Now coming to the suspension, the front gets conventional telescopic forks while the rear gets twin hydraulic shocks. Pretty basic hardware on paper but it does its job surprisingly well. The ride quality is neither too harsh nor too wallowy. There is maturity in the way the CB deals with bad roads. What's more important is that the plushness in ride quality does not come at the expense of stability. The bike feels stable and planted even closer to the 100 kph mark. The long wheelbase and the excellent bite and feel from the brakes also add to your high speed confidence. The CB comes fitted with 19 inch 100 section front and 18 inch 130 section rear tyres. Flick it into a corner and it's not the quickest to turn in but it goes there willingly. However, you do need some experience with the motorcycle before you can start extracting the most out of it in the twisties. The front end is raked out and feels kind of light when throwing it into a bend. Also, all said and done, it is a heavy motorcycle and needs an experienced hand for it to be ridden enthusiastically in corners.
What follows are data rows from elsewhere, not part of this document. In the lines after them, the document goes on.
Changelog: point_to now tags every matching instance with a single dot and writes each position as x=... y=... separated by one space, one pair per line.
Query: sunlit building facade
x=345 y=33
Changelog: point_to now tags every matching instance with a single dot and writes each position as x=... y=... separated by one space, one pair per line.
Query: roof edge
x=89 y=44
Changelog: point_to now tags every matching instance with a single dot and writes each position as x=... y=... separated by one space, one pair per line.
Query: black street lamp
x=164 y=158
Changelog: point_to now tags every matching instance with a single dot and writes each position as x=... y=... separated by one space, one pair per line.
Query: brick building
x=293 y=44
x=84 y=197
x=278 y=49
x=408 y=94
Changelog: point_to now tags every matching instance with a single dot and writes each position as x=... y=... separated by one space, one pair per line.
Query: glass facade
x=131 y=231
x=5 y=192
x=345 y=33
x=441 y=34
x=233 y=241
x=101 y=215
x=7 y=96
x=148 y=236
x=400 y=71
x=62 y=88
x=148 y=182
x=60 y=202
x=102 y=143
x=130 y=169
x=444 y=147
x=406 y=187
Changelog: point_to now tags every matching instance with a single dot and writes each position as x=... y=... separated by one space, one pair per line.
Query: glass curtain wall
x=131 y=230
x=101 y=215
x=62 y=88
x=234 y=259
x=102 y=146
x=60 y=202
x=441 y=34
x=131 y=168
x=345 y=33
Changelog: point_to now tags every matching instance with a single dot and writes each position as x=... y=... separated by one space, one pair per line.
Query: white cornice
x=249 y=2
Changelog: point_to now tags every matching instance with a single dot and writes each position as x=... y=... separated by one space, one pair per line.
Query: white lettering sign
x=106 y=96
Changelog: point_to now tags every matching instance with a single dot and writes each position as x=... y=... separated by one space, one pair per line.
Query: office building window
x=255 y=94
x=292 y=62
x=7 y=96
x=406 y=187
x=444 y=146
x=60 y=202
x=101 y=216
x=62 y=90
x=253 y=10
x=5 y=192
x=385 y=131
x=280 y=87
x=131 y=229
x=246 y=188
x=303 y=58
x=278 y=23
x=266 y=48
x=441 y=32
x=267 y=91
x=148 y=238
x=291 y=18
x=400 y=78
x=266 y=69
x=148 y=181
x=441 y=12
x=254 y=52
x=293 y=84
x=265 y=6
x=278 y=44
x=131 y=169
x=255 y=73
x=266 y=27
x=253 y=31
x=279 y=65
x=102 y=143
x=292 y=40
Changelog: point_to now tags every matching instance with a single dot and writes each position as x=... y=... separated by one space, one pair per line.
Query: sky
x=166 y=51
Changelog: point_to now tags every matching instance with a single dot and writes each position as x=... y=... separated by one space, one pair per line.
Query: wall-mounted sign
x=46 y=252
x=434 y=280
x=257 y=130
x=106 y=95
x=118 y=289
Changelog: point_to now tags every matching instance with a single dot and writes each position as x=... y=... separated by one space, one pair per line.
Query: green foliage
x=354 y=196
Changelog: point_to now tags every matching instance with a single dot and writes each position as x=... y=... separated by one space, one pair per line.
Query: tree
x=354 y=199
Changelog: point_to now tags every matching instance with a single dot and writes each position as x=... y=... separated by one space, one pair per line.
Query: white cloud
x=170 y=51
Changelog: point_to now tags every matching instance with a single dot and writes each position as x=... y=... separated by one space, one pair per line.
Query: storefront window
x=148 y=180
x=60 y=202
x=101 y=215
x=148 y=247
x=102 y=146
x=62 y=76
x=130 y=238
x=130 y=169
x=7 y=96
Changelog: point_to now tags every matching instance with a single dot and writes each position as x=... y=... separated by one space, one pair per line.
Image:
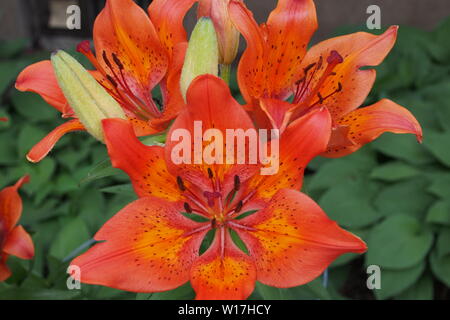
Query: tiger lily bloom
x=14 y=240
x=134 y=53
x=150 y=246
x=277 y=65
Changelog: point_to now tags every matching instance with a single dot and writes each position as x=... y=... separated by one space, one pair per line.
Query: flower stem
x=225 y=72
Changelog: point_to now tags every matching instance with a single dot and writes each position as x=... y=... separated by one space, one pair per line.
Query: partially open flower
x=90 y=102
x=228 y=35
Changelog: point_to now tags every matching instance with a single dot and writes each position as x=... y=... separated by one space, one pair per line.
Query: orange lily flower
x=14 y=240
x=277 y=65
x=150 y=246
x=134 y=54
This is probably the only performance area where the Royal Enfield J platform (the Meteor for now) has a slight edge over the Honda. It's not necessarily faster in corners but it definitely feels friendlier. 

This is the 21st century and what's a motorcycle without tech and gizmos right? Honda has given the CB bluetooth connectivity. However, it's an audio only connectivity and you need to be connected to a bluetooth communication device to get updates like turn by turn navigation. Once connected, you can toggle things like music control, making, answering and rejecting calls, auto reply sms, etc. with the toggle switches on the handlebar itself. It also gets a USB type c charging port. Another thing worth mentioning is the switch gear itself. On the left you get four way toggle buttons. The horn and signal lamp buttons are interchanged in the layout. The pass light switch acts as a toggle switch between high and low beam as well. On the right, you get an engine kill and starter button combination switch and a hazard light switch. You also get dual accelerator cables. These may seem like quirks initially but these are nifty touches that you'd come to appreciate eventually. There are two variants on offer and the higher one gets dual tone colours, traction control, bluetooth connectivity and........ a dual horn set up. Since the price difference is not significant, this is the variant one should go for. 




Lets sum things up. The Honda CB 350 will wow you with its design, it will wow you with its quality and it will wow you with its refinement. It is for the mature rider who understands that character need not come at a sacrifice of quality, practicality and reliability. In making the CB 350, Honda seem to have taken all the flaws of the old Royal Enfield Classic and ironed them out. Should Royal Enfield be worried though? Had there not been the new Royal Enfield J platform, this would have been the better product out and out. The potential of the new J platform though, really makes things interesting. But this is not about Royal Enfield vs Honda. I don't think Honda intends to make the CB 350 a mass market product like the Royal Enfield 350s. What it aims to do is carve out a niche inside a niche and get newer people into the segment. And to that effect, it has surely delivered. So if you're looking for a motorcycle in that Rs. 2.25 lakhs kind of range. Not just a Royal Enfield. Bajaj, TVS, KTM, any motorcycle and if you are lucky enough to have a Honda Big Wing in your city, go test ride the CB 350 and you might just end your search right there, book it and live happily ever after.